In [1]:
import os
import requests
import urllib.parse

# Used ChatGPT to generate this list of pages and download logic
wiki_pages = [
    "Chess_opening",
    "List_of_chess_openings",
    "King%27s_Pawn_Game",
    "Queen%27s_Pawn_Game",
    "Open_Game",
    "Semi-Open_Game",
    "Closed_Game",
    "Flank_opening",

    "Sicilian_Defence",
    "French_Defence",
    "Caro%E2%80%93Kann_Defence",
    "Pirc_Defence",
    "Modern_Defense",
    "Alekhine%27s_Defence",
    "Scandinavian_Defense",

    "Nimzo-Indian_Defense",
    "Queen%27s_Indian_Defence",
    "Bogo-Indian_Defense",
    "King%27s_Indian_Defence",
    "Gr%C3%BCnfeld_Defence",
    "Benoni_Defense",
    "Benko_Gambit",
    "Dutch_Defense",
    "Slav_Defense",
    "Semi-Slav_Defense",
    "Queen%27s_Gambit",
    "Catalan_Opening",

    "Ruy_Lopez",
    "Italian_Game",
    "Scotch_Game",
    "Four_Knights_Game",
    "Vienna_Game",
    "English_Opening",
    "R%C3%A9ti_Opening",
    "Bird%27s_Opening",
    "London_System"
]

kb_dir = "/Users/jpmalone/Documents/Applied_ML/applied_ml_hw4/kb"
os.makedirs(kb_dir, exist_ok=True)


HEADERS = {
    "User-Agent": "applied_ml_hw4/1.0 (contact: jpmalone@iu.edu)"
}

def download_wiki_page(title):
    # Decode %27, %C3%BC, %E2%80%93, etc.
    decoded_title = urllib.parse.unquote(title)

    params = {
        "action": "query",
        "prop": "extracts",
        "explaintext": True,
        "exsectionformat": "plain",
        "redirects": 1,
        "format": "json",
        "titles": decoded_title,
    }

    r = requests.get(
        "https://en.wikipedia.org/w/api.php",
        params=params,
        headers=HEADERS,
    )
    r.raise_for_status()

    pages = r.json()["query"]["pages"]
    page = next(iter(pages.values()))

    if "missing" in page:
        raise ValueError(f"Page not found: {decoded_title}")
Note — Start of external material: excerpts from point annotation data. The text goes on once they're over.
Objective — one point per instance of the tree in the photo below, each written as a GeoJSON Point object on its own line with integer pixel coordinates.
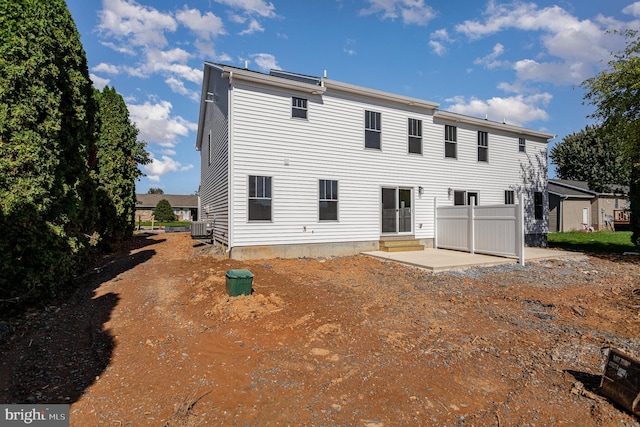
{"type": "Point", "coordinates": [118, 156]}
{"type": "Point", "coordinates": [163, 211]}
{"type": "Point", "coordinates": [593, 156]}
{"type": "Point", "coordinates": [47, 117]}
{"type": "Point", "coordinates": [615, 92]}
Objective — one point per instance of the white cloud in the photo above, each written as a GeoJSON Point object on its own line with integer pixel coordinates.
{"type": "Point", "coordinates": [254, 27]}
{"type": "Point", "coordinates": [265, 61]}
{"type": "Point", "coordinates": [105, 68]}
{"type": "Point", "coordinates": [251, 7]}
{"type": "Point", "coordinates": [206, 26]}
{"type": "Point", "coordinates": [98, 82]}
{"type": "Point", "coordinates": [412, 12]}
{"type": "Point", "coordinates": [491, 60]}
{"type": "Point", "coordinates": [438, 47]}
{"type": "Point", "coordinates": [633, 9]}
{"type": "Point", "coordinates": [437, 42]}
{"type": "Point", "coordinates": [516, 110]}
{"type": "Point", "coordinates": [140, 25]}
{"type": "Point", "coordinates": [158, 167]}
{"type": "Point", "coordinates": [156, 125]}
{"type": "Point", "coordinates": [178, 86]}
{"type": "Point", "coordinates": [349, 47]}
{"type": "Point", "coordinates": [575, 48]}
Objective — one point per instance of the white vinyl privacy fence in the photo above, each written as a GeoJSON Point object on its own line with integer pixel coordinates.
{"type": "Point", "coordinates": [492, 229]}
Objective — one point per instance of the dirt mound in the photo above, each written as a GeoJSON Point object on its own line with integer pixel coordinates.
{"type": "Point", "coordinates": [152, 338]}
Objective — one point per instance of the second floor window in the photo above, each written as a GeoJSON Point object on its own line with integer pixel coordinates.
{"type": "Point", "coordinates": [509, 197]}
{"type": "Point", "coordinates": [299, 107]}
{"type": "Point", "coordinates": [372, 130]}
{"type": "Point", "coordinates": [450, 141]}
{"type": "Point", "coordinates": [483, 146]}
{"type": "Point", "coordinates": [415, 136]}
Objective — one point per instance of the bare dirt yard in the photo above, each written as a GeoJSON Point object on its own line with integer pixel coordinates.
{"type": "Point", "coordinates": [150, 338]}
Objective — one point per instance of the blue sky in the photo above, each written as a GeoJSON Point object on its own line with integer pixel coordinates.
{"type": "Point", "coordinates": [517, 61]}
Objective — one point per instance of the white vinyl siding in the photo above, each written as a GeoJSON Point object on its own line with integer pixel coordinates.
{"type": "Point", "coordinates": [297, 154]}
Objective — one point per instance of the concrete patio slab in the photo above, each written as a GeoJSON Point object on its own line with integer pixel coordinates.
{"type": "Point", "coordinates": [444, 259]}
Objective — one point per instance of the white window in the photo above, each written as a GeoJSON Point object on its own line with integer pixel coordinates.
{"type": "Point", "coordinates": [509, 197]}
{"type": "Point", "coordinates": [465, 198]}
{"type": "Point", "coordinates": [372, 130]}
{"type": "Point", "coordinates": [259, 198]}
{"type": "Point", "coordinates": [522, 145]}
{"type": "Point", "coordinates": [328, 200]}
{"type": "Point", "coordinates": [483, 146]}
{"type": "Point", "coordinates": [415, 136]}
{"type": "Point", "coordinates": [299, 107]}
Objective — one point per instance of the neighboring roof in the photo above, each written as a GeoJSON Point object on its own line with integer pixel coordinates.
{"type": "Point", "coordinates": [571, 188]}
{"type": "Point", "coordinates": [175, 200]}
{"type": "Point", "coordinates": [317, 86]}
{"type": "Point", "coordinates": [575, 192]}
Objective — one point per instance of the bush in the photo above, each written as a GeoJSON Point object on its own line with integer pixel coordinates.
{"type": "Point", "coordinates": [163, 211]}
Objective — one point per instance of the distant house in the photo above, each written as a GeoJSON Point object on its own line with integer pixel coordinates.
{"type": "Point", "coordinates": [295, 165]}
{"type": "Point", "coordinates": [574, 206]}
{"type": "Point", "coordinates": [184, 207]}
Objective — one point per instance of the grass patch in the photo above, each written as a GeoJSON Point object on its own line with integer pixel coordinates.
{"type": "Point", "coordinates": [597, 242]}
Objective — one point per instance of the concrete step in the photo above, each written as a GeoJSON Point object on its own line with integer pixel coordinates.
{"type": "Point", "coordinates": [400, 245]}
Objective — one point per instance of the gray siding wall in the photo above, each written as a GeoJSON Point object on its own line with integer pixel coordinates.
{"type": "Point", "coordinates": [214, 158]}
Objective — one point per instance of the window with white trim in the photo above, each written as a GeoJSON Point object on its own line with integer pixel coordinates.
{"type": "Point", "coordinates": [299, 107]}
{"type": "Point", "coordinates": [483, 146]}
{"type": "Point", "coordinates": [328, 200]}
{"type": "Point", "coordinates": [372, 129]}
{"type": "Point", "coordinates": [464, 198]}
{"type": "Point", "coordinates": [522, 145]}
{"type": "Point", "coordinates": [450, 141]}
{"type": "Point", "coordinates": [415, 136]}
{"type": "Point", "coordinates": [538, 205]}
{"type": "Point", "coordinates": [259, 198]}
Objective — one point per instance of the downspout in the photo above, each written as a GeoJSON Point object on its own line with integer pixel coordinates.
{"type": "Point", "coordinates": [230, 168]}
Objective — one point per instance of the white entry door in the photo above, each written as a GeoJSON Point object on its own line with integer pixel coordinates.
{"type": "Point", "coordinates": [397, 210]}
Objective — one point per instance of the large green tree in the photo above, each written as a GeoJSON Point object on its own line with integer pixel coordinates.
{"type": "Point", "coordinates": [593, 156]}
{"type": "Point", "coordinates": [118, 155]}
{"type": "Point", "coordinates": [615, 93]}
{"type": "Point", "coordinates": [47, 149]}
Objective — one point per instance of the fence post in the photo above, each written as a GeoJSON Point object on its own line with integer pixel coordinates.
{"type": "Point", "coordinates": [435, 222]}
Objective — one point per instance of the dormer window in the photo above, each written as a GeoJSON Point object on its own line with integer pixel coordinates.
{"type": "Point", "coordinates": [299, 108]}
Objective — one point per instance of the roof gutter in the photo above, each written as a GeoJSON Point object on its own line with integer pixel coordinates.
{"type": "Point", "coordinates": [459, 118]}
{"type": "Point", "coordinates": [378, 94]}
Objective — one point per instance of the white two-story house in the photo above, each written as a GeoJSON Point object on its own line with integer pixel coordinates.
{"type": "Point", "coordinates": [294, 165]}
    if "extract" not in page or not page["extract"].strip():
        raise ValueError(f"No extract available for page: {decoded_title}")

    return page["extract"]

for title in wiki_pages:
    print(f"Downloading: {title}")
    try:
        text = download_wiki_page(title)
    except Exception as e:
        print(f"Skipped: {e}")
        continue

    filename = (
        title.lower()
        .replace("%27", "")
        .replace("%e2%80%93", "-")
        .replace("%c3%bc", "u")
        + ".txt"
    )

    path = os.path.join(kb_dir, filename)
    with open(path, "w", encoding="utf-8") as f:
        f.write(text)

Downloading: Chess_opening
Downloading: List_of_chess_openings
Downloading: King%27s_Pawn_Game
Downloading: Queen%27s_Pawn_Game
Downloading: Open_Game
Downloading: Semi-Open_Game
Downloading: Closed_Game
Downloading: Flank_opening
Downloading: Sicilian_Defence
Downloading: French_Defence
Downloading: Caro%E2%80%93Kann_Defence
Downloading: Pirc_Defence
Downloading: Modern_Defense
Downloading: Alekhine%27s_Defence
Downloading: Scandinavian_Defense
Downloading: Nimzo-Indian_Defense
Downloading: Queen%27s_Indian_Defence
Downloading: Bogo-Indian_Defense
Downloading: King%27s_Indian_Defence
Downloading: Gr%C3%BCnfeld_Defence
Downloading: Benoni_Defense
Downloading: Benko_Gambit
Downloading: Dutch_Defense
Downloading: Slav_Defense
Downloading: Semi-Slav_Defense
Downloading: Queen%27s_Gambit
Downloading: Catalan_Opening
Downloading: Ruy_Lopez
Downloading: Italian_Game
Downloading: Scotch_Game
Downloading: Four_Knights_Game
Downloading: Vienna_Game
Downloading: English_Opening
Downloading: R%C3

In [2]:
import os
import re
import numpy as np
import torch
import faiss

from sentence_transformers import SentenceTransformer
from transformers import AutoTokenizer, AutoModelForCausalLM

device = "cuda" if torch.cuda.is_available() else "cpu"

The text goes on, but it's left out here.